This is Part Two of a resource guide for those ambitious students who have decided to take matters into their own hands and self-study for the SAT. The books cost money. The rest is free and readily available on the internet.
Before I continue, I urge you to peruse my general/intro post on the SAT. It includes resources such as the Sparknotes Test Prep website and will help you build solid test-taking technique across each section of the SAT. The resources I list below only build on the info from that post. Okay? Okay!
The Critical Reading Section of the SAT contains two distinct question types:
In my experience, most students get sentence completion questions wrong due to limitations in their vocabulary. While it is true that the SAT reuses several words from test to test, it is also true that it is impossible to accurately predict which words will appear come test day. I therefore recommend that in addition to practicing a few different test-taking strategies with these question types, that students also spend some time studying vocabulary words and learning Greek and Latin word parts (namely roots and prefixes) as they go along. I recommend that students create and review flashcards, and I believe that regularly reading high-level material will only improve a person’s vocabulary (among other benefits).
- Direct Hits
I am a huge fan of the Direct Hit books written by Larry Krieger. Direct Hits Core Vocabulary of the SAT: Volume 1 is a great starter, while Direct Hits Toughest Vocabulary of the SAT: Volume 2 is a worthy addition. These books work well because they include fun and interesting blurbs to help readers learn words in context. The books also emphasize important word parts every now and again, and recycles key words to help readers retain them more quickly.

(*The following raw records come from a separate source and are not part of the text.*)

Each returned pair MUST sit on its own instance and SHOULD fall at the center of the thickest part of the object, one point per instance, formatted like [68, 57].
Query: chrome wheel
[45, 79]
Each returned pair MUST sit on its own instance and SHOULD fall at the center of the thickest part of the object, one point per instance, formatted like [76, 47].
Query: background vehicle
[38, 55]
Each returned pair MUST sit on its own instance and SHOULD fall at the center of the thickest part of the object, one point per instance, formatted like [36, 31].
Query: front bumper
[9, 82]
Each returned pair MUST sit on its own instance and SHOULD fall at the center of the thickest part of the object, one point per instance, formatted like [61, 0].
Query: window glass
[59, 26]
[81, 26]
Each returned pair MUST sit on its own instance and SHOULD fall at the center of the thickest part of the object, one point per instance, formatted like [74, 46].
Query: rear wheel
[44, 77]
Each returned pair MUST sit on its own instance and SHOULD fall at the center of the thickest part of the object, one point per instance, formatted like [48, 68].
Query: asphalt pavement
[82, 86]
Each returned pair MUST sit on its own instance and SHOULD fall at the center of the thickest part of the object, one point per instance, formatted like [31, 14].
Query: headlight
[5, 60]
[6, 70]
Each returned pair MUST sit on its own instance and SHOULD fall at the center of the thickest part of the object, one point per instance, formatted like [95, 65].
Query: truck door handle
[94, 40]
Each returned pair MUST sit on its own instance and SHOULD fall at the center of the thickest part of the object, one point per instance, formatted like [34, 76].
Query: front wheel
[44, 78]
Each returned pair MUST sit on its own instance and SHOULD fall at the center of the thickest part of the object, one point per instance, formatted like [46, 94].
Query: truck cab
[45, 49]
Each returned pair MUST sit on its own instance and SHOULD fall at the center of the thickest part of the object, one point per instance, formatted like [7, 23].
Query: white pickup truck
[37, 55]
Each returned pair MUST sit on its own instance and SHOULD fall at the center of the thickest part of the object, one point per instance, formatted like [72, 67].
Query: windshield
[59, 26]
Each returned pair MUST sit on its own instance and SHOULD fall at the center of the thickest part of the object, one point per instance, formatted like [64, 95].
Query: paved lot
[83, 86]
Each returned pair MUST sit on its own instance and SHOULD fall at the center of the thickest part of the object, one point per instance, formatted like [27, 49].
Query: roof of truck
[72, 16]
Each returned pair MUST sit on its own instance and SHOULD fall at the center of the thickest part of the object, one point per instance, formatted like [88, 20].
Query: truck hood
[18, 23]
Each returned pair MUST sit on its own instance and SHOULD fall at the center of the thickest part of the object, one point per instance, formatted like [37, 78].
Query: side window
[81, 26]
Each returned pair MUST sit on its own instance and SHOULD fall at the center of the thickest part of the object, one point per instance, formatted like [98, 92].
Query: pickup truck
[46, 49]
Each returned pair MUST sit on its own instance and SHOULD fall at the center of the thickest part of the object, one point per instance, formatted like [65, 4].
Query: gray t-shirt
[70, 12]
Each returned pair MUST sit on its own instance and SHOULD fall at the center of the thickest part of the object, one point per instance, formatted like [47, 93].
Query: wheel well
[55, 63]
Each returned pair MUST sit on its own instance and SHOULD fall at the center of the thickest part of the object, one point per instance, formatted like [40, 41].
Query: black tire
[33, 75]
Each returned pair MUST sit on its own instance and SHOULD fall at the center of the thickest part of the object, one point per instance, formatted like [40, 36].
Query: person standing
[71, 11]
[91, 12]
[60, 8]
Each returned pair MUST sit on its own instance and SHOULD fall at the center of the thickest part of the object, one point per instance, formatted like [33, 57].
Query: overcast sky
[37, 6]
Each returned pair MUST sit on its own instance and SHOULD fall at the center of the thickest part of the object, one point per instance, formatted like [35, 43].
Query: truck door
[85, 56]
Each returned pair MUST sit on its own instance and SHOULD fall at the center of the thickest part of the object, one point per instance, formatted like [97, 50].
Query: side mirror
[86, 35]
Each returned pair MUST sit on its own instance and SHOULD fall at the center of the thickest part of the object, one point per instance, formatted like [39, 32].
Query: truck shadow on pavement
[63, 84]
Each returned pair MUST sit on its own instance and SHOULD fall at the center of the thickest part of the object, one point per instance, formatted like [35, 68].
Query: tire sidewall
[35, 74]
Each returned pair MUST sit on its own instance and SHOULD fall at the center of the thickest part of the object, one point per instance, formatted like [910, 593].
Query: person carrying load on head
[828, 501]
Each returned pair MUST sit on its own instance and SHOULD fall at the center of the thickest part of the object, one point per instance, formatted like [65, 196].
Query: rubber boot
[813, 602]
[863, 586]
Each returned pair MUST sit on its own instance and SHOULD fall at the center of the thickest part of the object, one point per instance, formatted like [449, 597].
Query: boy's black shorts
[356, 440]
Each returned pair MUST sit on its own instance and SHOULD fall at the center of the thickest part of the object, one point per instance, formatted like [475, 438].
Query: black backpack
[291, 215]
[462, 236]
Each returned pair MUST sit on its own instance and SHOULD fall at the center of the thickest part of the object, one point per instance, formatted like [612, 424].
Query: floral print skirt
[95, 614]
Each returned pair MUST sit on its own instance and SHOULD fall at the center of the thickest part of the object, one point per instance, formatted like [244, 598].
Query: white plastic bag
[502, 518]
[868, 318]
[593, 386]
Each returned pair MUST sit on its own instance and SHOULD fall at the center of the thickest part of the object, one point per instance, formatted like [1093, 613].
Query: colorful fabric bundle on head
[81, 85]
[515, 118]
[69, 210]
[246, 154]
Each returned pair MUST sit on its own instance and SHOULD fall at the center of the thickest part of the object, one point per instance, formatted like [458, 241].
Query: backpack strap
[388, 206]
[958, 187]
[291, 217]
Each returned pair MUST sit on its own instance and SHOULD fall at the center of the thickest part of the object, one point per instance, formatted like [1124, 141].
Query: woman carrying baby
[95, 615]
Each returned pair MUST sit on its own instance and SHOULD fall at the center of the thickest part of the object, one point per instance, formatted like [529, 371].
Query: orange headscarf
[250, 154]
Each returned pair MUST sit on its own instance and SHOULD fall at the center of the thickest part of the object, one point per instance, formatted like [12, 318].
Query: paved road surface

Writing flashcards by hand increases word retention more so than solely studying with electronic flashcards. However, if you are in a bind then you can certainly create or study SAT-related vocab flashcards online. For example, this set features Direct Hits words!
If it helps you to approach vocab as though it were a game, check out Vocabulary.com. If you want to test your vocab chops and help a good cause, then you should visit the Free Rice website. Warning: you may find yourself addicted.
Similarly, there are countless resources online to help students learn roots/prefixes, including pre-made electronic flash cards and website lists. This one includes fun visuals. I caution students not to get too wrapped up in studying word parts. Usually, it’s easiest to learn new word parts while you learn new words.
Reading Comprehension on the SAT has a pretty bad reputation, because it can be quite tricky. It can also take a long period of time and practice for a student to achieve any noticeable point increase. In my opinion, actively reading journals and newspapers will help a student improve his or her score on this part of the test. Many people specifically recommend reading op-ed sections.
Of course, there are other things you can do to boost your score. Reading high-level material alone will not necessarily help you gain points. In my opinion, each test-taker must develop his or her own approach to reading comprehension passages and questions. I do not think that any singular approach works for everyone. So take all advice with a grain of salt, and practice different techniques until you find a rhythm that works best for you.
Test prep books frequently receive criticism for their departures from the real SAT. Test prep companies hire writers to create questions that mimic those found on the SAT, but oftentimes these writers create content that falls short of the real thing. This critique is more or less true in every section of the SAT, but it is glaringly apparent when test prep company writers try to emulate reading comprehension passages and questions. My advice? Practice, practice, practice with whatever general aid you have chosen and especially with the Blue Book.
However, one worthy book is Outsmarting the SAT by Elizabeth King. This book is written in a refreshingly friendly tone, and the author offers useful advice on all sections of the SAT. The one downside (and why I would not recommend it alone for general prep) is that it does not provide much practice. Nonetheless, the author’s advice on reading comprehension is very smart and may work well for you.
SAT Ninja wrote a series of helpful posts that you should check out. They are fairly detailed and offer some sound advice.
FamilyEducation has a basic yet informative run-down of the Reading Comprehension section, complete with advice on strategy.
If you poke around the Ultimate SAT Verbal Blog, then you will find some valuable advice on the reading comprehension section. You should check out this useful page, in addition to following the “SAT Reading Strategies” tag, the “SAT Reading Tips” tag, and the “SAT Reading Passages” tag (yes there is overlap, but I wanted to be thorough).